The gene transfer properties of BKV VP1 VLPs into COS-7 cells were investigated using three methods to form pseudo-virions: disassembly/reassembly, osmotic shock and direct interaction. Gene transfer experiments were carried out using a pCMV-Iuciferase plasmid of 7·1 kb. This plasmid was used either in the circular form or as a restriction enzyme-linearized form. A VLP:DNA mass ratio of 10 was used in all experiments. For the disassembly/reassembly method, VLPs were incubated in 50 mM Tris–HCl buffer (pH 7·5) containing 150 mM NaCl, 1 mM EGTA and 20 mM DTT at room temperature for 30 min. At this step, pCMV-Iuciferase diluted in 50 mM Tris–HCl buffer (pH 7·5)–150 mM NaCl was added. The preparation was then diluted in 50 mM Tris–HCl buffer (pH 7·5)–150 mM NaCl containing 2 mM CaCl2 and 1% DMSO. CaCl2 molarity was increased stepwise from 2 to 5 mM with an increment of 1 mM/h at 20 °C (El Mehdaoui et al., 2000 ). VLP–DNA complexes were also obtained by osmotic shock according to Barr et al. (1979) for polyomavirus, with some modifications. VLPs and DNA were mixed in a buffer containing 150 mM NaCl, 10 mM Tris–HCI (pH 7·5) and 0·01 mM CaCI2 (final volume 25 µl prior to dilution).

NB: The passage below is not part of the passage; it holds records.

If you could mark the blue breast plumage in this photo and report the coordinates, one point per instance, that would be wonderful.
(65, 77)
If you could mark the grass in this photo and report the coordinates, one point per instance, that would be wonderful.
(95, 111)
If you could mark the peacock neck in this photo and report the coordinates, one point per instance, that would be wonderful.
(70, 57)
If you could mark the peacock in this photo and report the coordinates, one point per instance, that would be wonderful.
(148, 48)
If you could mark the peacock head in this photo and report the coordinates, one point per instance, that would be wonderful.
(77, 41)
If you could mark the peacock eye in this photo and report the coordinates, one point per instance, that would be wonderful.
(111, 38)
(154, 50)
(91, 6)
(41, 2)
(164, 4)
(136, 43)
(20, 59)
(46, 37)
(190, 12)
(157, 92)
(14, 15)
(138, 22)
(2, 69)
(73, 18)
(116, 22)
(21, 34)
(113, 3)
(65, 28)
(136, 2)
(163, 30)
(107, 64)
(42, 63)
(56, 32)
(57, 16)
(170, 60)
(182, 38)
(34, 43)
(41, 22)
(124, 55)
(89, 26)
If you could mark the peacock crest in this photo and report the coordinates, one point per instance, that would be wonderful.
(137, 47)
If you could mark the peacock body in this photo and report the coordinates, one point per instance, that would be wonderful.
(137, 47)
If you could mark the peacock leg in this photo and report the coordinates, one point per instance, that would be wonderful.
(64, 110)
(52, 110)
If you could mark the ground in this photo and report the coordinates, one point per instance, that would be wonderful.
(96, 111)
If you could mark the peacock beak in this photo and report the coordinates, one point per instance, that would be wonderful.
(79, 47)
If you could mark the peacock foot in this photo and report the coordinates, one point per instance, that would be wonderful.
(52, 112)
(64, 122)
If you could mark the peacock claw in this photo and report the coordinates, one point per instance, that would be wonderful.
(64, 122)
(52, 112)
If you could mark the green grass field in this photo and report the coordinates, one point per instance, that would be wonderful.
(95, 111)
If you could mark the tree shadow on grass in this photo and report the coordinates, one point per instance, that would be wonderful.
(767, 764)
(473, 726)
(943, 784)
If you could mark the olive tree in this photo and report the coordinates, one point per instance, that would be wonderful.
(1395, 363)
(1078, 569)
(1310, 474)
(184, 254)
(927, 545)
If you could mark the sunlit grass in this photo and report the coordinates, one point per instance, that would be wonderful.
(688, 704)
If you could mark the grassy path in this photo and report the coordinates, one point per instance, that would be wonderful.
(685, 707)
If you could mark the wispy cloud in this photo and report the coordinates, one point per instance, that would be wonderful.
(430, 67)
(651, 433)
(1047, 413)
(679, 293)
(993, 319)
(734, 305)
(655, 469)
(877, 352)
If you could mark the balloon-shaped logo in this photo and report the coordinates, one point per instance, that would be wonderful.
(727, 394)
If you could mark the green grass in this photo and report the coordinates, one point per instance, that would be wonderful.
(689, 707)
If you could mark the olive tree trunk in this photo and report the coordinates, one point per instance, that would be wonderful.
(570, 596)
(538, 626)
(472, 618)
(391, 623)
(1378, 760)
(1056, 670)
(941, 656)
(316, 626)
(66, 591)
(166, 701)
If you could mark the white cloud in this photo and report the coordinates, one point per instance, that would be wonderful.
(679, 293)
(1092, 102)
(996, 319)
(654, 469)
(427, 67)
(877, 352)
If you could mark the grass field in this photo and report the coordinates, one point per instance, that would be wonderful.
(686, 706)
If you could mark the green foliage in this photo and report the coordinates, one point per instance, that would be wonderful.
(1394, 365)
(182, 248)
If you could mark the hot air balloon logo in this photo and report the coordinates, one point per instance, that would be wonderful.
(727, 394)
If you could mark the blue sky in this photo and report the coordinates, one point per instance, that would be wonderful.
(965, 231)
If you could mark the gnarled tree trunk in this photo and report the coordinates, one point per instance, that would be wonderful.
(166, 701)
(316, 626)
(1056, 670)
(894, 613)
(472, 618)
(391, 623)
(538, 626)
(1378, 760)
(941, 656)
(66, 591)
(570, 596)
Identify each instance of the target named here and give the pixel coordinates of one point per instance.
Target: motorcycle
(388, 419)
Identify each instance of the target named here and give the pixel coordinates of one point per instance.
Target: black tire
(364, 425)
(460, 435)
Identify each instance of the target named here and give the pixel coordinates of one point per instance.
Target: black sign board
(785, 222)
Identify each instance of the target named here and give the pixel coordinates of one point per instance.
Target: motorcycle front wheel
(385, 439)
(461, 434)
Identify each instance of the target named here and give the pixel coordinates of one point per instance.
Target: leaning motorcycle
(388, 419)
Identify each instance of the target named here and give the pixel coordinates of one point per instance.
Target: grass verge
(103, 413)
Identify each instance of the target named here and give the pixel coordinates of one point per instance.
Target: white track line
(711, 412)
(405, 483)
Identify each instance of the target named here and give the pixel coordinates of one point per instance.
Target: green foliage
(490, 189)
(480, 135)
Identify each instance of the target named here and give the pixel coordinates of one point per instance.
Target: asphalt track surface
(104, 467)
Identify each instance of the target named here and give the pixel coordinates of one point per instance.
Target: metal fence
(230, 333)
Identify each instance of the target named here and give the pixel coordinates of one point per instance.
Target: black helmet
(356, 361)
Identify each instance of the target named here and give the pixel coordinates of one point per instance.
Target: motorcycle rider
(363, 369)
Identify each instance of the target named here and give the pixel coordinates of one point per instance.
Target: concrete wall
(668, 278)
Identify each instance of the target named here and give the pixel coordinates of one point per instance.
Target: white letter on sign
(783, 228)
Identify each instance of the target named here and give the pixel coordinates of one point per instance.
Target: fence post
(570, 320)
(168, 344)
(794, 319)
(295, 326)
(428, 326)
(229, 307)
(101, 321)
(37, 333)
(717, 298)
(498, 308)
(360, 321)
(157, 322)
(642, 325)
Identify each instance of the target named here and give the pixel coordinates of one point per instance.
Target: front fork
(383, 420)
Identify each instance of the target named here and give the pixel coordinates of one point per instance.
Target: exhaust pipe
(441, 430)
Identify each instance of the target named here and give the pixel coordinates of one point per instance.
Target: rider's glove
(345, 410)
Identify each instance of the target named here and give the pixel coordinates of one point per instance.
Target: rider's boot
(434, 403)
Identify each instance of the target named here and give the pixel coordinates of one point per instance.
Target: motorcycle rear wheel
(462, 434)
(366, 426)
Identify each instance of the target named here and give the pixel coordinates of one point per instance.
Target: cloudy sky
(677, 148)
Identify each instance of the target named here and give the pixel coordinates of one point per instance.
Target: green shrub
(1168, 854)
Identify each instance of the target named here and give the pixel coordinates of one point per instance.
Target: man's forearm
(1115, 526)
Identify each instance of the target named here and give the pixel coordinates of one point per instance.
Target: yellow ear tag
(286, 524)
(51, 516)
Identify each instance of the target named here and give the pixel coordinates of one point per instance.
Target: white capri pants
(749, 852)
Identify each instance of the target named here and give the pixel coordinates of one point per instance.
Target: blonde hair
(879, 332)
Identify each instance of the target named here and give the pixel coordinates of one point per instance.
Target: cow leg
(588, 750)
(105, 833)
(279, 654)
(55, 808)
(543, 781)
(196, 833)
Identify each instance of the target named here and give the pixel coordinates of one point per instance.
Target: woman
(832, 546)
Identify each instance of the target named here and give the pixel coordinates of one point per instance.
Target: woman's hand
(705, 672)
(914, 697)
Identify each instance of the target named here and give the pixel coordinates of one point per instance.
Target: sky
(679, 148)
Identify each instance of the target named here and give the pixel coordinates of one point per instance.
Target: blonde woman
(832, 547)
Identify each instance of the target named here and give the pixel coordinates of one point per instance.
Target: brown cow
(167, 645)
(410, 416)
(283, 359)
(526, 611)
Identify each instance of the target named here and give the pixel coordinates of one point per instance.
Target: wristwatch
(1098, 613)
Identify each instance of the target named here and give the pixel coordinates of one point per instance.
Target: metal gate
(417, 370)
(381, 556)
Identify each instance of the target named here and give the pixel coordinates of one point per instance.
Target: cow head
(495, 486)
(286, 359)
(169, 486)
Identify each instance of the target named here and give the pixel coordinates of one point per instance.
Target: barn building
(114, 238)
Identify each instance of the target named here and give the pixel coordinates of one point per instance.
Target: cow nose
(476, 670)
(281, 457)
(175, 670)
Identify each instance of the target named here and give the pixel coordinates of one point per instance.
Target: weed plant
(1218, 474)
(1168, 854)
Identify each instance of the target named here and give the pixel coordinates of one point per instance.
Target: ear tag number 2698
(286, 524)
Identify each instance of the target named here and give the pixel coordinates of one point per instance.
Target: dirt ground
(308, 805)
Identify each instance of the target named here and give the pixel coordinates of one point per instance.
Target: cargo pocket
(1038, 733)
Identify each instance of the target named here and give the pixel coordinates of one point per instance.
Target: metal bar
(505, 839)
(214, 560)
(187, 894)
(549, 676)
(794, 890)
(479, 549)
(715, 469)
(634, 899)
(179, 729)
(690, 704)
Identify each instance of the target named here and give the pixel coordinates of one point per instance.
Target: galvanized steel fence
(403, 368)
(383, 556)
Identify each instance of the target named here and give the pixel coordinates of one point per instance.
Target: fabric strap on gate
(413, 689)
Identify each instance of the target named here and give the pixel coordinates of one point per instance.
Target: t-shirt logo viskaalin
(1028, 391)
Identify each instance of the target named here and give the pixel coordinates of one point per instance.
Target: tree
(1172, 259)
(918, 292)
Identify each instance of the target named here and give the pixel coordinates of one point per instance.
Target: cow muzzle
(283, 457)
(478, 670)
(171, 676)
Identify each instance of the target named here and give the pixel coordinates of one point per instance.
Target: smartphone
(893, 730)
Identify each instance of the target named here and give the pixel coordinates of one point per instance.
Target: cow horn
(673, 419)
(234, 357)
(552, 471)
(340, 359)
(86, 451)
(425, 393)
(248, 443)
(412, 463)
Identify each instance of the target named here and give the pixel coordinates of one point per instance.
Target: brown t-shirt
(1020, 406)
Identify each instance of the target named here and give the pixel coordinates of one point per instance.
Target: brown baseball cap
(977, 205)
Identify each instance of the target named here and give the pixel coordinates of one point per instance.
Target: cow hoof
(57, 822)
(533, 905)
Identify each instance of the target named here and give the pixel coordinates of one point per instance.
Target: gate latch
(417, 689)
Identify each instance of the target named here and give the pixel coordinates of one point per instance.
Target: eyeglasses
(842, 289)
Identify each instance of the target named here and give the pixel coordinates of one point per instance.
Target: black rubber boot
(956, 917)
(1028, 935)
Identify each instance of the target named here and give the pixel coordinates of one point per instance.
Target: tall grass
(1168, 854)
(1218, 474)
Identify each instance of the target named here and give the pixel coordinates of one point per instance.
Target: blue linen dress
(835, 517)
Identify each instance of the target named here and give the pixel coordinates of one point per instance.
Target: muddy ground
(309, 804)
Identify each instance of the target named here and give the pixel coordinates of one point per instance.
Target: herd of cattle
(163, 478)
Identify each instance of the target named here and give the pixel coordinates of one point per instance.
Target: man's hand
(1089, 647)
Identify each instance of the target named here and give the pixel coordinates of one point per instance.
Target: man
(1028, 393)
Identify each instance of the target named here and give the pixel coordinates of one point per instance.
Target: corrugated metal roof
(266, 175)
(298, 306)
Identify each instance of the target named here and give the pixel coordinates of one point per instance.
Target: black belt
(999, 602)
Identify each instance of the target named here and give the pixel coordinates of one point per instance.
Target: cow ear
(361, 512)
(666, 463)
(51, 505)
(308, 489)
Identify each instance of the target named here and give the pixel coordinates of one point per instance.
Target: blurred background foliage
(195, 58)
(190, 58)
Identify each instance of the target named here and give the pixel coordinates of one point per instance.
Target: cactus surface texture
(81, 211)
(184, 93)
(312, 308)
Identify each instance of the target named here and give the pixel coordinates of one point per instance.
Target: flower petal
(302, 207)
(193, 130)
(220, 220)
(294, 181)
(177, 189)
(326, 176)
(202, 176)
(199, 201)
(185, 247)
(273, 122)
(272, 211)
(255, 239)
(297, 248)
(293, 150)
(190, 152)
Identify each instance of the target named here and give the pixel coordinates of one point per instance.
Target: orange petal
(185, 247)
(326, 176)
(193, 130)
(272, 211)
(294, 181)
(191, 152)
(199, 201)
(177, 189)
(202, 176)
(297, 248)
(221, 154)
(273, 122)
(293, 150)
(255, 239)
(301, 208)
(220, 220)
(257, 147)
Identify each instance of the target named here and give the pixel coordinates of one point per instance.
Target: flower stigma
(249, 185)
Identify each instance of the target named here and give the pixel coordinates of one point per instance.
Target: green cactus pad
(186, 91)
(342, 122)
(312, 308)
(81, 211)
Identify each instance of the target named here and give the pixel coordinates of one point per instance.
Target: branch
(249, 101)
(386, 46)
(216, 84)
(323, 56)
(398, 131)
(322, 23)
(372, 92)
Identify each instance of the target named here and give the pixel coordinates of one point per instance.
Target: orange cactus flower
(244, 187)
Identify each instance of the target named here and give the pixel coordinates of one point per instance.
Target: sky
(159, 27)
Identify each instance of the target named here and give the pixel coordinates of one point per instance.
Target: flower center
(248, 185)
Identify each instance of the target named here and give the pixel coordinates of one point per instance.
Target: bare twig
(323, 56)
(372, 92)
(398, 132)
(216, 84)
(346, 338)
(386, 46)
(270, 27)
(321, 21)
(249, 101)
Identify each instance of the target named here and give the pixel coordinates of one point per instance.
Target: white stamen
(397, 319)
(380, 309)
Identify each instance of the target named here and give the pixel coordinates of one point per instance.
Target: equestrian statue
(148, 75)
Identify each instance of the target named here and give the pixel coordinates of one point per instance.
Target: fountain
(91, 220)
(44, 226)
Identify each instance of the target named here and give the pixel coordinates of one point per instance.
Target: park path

After 10 min of incubation at 37 °C, the mixture was submitted to osmotic shock by dilution in 100 µl of distilled water and incubated for 20 min at 37 °C. In the direct interaction method, VLPs and DNA were mixed in 40 µl of 150 mM NaCl and incubated for 30 min at room temperature.

In order to investigate if the DNA is packaged into BKV VLPs, pseudo-virions obtained with the three methods were treated with Benzonase, as described previously (El Mehdaoui et al., 2000 ). Results indicate that protection was observed in the three methods and that the highest level of protection was observed with the direct interaction method. In order to better characterize the interaction between DNA and BKV VLPs using osmotic shock and direct interaction, preparations were observed by TEM in dark field after positive staining with 1·5% aqueous uranyl acetate. In these conditions, VLPs were shown to decorate the circular DNA molecule (data not shown) and to be combined with the ends of linear DNA molecules (Fig. 1c), as observed previously for murine polyomavirus using osmotic shock (Stokrova et al., 1999 ) and for HPV-31 using both methods (L. Bousarghin, A. L. Combita, A. Touzé, S. El Mehdaoui, P. Y. Sizaret, M. M. Bravo and P. Coursaget, unpublished results). VLP–DNA complexes (10–1 µg per well, respectively) were incubated with COS-7 cells in 96-well plates. Lipofectamine (Invitrogen) was used as a positive control, according to the manufacturer’s instructions, with the same amount of DNA. After 2 days of pseudo-infection, luciferase activity was determined using the Luciferase reporter gene assay with constant light signal (Roche). The signal was integrated over 10 s (Victor2; Perkin Elmer) and results were expressed as counts per second (c.p.s.) per well. The results are the mean of two independent experiments and statistical analysis was carried out using the F-test (Epilnfo 6.04 software).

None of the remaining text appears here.